The delayed enactor then wrote an older plan to the DynamoDB regional endpoint. The cleanup process deleted that older plan. The endpoint had no IP addresses left, and the automation could not repair the inconsistent state without manual intervention. Any system that needed a new DynamoDB connection through the public regional endpoint began failing.
Restoring DynamoDB DNS did not end the AWS US-EAST-1 incident. EC2's launch workflow had been losing host leases while DynamoDB was unreachable, then entered congestive collapse while trying to reestablish them. Network Load Balancer health checks reacted to instances whose network state had not finished propagating. Lambda, ECS, EKS, Fargate, STS, Redshift, Connect, and console paths saw their own versions of the same pattern: the first dependency came back, but a recovery backlog had become a second incident.
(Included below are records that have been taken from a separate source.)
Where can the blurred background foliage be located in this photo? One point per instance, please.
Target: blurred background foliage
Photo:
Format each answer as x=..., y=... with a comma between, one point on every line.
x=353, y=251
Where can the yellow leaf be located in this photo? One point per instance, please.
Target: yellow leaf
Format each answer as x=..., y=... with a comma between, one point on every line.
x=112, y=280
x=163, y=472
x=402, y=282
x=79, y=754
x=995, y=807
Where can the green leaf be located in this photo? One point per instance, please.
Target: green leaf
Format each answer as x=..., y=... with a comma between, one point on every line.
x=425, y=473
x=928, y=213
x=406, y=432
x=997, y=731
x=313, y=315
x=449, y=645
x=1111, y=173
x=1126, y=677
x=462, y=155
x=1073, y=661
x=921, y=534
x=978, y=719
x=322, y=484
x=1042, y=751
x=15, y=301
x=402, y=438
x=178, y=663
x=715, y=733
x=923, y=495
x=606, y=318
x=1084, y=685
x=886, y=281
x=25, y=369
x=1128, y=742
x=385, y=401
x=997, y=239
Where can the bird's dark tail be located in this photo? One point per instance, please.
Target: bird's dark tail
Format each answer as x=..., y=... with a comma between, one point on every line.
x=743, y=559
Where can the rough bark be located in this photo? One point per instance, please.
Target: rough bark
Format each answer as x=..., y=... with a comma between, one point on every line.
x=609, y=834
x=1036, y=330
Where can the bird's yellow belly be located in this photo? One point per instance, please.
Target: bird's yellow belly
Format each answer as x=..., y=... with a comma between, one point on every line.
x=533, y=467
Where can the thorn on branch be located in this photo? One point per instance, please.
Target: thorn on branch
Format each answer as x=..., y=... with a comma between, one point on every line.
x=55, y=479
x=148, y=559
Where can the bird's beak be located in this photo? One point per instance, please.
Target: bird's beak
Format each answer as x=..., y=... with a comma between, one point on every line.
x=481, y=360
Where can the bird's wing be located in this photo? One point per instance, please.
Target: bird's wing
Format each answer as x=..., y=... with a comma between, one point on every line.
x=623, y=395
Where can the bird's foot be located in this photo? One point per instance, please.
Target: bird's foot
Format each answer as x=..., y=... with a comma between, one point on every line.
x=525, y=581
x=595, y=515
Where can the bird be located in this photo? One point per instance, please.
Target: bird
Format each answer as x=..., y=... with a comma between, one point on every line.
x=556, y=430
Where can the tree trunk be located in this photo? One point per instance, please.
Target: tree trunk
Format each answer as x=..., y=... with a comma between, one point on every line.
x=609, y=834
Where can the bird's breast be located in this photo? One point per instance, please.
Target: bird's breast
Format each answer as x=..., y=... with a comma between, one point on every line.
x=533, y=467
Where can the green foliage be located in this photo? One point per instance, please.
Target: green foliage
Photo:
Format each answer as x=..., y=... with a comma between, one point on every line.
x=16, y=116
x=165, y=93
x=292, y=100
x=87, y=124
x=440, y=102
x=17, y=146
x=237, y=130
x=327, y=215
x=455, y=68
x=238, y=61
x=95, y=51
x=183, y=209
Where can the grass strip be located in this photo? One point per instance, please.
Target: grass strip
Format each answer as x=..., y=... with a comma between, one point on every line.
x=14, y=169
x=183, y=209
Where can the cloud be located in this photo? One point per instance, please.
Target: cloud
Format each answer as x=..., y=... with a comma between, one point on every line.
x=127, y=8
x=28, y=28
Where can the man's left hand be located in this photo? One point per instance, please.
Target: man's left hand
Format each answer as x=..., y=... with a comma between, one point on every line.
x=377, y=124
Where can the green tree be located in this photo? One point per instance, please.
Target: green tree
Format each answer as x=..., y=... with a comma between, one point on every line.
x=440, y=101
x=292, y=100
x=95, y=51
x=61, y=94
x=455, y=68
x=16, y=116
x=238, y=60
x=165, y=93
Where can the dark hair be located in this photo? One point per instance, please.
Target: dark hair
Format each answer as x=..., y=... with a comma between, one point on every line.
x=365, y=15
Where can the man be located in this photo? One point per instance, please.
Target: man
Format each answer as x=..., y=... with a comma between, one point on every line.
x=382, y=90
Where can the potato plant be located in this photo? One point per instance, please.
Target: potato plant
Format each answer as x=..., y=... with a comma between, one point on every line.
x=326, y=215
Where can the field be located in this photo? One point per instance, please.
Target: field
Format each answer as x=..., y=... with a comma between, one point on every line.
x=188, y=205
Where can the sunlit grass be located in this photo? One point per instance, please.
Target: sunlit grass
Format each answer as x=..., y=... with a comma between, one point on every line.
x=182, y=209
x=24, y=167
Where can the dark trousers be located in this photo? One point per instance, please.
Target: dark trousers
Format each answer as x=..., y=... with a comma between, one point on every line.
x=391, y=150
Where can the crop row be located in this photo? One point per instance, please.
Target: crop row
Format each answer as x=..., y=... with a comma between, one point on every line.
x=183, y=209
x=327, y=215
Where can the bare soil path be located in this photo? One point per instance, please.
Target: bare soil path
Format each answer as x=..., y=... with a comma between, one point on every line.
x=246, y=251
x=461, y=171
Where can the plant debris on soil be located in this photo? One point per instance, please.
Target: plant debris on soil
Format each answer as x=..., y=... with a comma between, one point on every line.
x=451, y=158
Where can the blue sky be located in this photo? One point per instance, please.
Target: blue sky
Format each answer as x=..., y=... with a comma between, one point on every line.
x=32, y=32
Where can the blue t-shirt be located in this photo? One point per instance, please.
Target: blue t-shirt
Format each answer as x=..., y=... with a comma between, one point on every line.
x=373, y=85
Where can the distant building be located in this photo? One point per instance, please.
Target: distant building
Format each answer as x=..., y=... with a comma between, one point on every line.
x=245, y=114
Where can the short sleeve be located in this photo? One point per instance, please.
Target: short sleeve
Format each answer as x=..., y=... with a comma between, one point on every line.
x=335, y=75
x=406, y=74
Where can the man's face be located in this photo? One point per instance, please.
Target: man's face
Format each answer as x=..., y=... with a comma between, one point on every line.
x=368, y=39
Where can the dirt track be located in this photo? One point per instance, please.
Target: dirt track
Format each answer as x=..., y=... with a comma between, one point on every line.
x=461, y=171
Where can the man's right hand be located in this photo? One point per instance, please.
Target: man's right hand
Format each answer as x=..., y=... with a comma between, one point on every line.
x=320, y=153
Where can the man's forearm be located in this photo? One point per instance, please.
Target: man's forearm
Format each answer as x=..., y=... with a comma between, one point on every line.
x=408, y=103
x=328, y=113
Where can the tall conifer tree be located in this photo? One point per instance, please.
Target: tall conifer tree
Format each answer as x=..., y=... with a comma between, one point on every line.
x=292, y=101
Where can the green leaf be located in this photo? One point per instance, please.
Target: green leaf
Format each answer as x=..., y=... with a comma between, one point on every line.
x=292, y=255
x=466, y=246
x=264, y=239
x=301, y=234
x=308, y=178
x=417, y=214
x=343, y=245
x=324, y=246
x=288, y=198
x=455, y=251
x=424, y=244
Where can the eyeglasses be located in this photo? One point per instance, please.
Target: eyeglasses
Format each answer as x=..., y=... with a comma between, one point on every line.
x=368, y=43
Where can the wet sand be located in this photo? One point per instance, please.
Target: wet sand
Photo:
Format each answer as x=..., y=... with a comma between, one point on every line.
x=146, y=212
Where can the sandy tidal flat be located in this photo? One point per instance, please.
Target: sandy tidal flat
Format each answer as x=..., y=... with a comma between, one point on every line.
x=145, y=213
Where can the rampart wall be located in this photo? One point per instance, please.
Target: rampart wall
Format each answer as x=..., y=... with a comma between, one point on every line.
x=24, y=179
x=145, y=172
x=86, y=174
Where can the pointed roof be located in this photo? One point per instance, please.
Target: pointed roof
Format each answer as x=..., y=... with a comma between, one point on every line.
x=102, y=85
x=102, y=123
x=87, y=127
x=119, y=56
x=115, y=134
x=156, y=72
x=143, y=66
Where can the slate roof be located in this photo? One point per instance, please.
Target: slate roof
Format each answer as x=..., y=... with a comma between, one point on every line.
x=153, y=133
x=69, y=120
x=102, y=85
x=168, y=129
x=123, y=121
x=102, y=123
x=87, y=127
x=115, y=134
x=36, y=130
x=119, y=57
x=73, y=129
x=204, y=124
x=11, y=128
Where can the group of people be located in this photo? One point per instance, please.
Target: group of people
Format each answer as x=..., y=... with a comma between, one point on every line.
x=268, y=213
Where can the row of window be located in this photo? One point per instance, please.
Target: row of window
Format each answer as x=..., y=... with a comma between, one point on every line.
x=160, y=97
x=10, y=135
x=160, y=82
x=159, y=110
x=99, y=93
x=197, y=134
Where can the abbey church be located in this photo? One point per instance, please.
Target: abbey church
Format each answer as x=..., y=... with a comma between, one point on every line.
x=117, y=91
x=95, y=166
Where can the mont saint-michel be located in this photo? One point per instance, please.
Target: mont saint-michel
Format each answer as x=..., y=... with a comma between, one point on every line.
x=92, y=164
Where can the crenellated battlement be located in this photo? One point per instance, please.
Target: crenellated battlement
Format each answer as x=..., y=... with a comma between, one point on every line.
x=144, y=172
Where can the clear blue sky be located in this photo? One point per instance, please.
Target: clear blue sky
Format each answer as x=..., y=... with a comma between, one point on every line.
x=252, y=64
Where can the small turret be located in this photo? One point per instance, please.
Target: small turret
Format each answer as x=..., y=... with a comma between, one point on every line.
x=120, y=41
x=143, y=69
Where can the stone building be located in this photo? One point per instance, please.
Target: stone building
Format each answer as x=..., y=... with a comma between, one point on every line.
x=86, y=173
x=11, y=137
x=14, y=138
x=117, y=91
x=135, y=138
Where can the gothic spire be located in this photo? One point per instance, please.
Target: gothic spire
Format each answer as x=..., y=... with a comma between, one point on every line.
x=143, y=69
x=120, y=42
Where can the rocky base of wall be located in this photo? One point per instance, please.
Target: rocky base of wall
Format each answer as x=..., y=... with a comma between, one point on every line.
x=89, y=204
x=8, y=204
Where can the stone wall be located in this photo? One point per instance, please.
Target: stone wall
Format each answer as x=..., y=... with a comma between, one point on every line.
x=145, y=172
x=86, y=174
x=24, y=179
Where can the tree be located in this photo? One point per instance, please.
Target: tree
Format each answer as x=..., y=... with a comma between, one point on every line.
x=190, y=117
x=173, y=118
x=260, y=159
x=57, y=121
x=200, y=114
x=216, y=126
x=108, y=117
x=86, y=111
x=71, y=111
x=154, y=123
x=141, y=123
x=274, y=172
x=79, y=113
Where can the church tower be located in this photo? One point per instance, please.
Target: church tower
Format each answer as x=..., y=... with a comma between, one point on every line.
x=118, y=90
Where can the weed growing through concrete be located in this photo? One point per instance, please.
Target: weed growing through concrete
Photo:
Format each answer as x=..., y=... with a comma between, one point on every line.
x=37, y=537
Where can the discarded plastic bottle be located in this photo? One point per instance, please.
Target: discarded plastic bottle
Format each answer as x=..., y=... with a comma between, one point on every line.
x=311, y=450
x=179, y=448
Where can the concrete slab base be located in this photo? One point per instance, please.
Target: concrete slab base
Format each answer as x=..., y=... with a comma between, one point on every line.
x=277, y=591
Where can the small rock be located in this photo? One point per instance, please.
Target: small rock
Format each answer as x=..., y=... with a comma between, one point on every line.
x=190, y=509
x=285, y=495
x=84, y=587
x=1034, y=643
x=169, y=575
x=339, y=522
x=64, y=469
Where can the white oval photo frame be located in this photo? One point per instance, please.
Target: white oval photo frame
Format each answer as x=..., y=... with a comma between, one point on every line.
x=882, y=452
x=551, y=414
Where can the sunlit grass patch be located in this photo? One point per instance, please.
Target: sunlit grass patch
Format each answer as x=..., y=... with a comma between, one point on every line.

All IP addresses for the regional endpoint were immediately removed.// AWS post-event summary, October 2025
From the first signal to all-clear in 14h 32m.
A stale DNS enactor deleted the plan it had just applied.
The immediate cause was a race between DynamoDB DNS Enactor instances. One delayed enactor applied an older DNS plan to the regional endpoint after a newer enactor had already completed a later plan. The newer enactor's cleanup then deleted the old plan, which removed all IP addresses from the active DynamoDB regional endpoint.
The deeper failure was that the DNS automation could create an inconsistent state it could not repair. A freshness check happened only when the delayed enactor started, not when it finally applied each endpoint update, and the active plan deletion blocked subsequent enactors from applying replacements without manual intervention.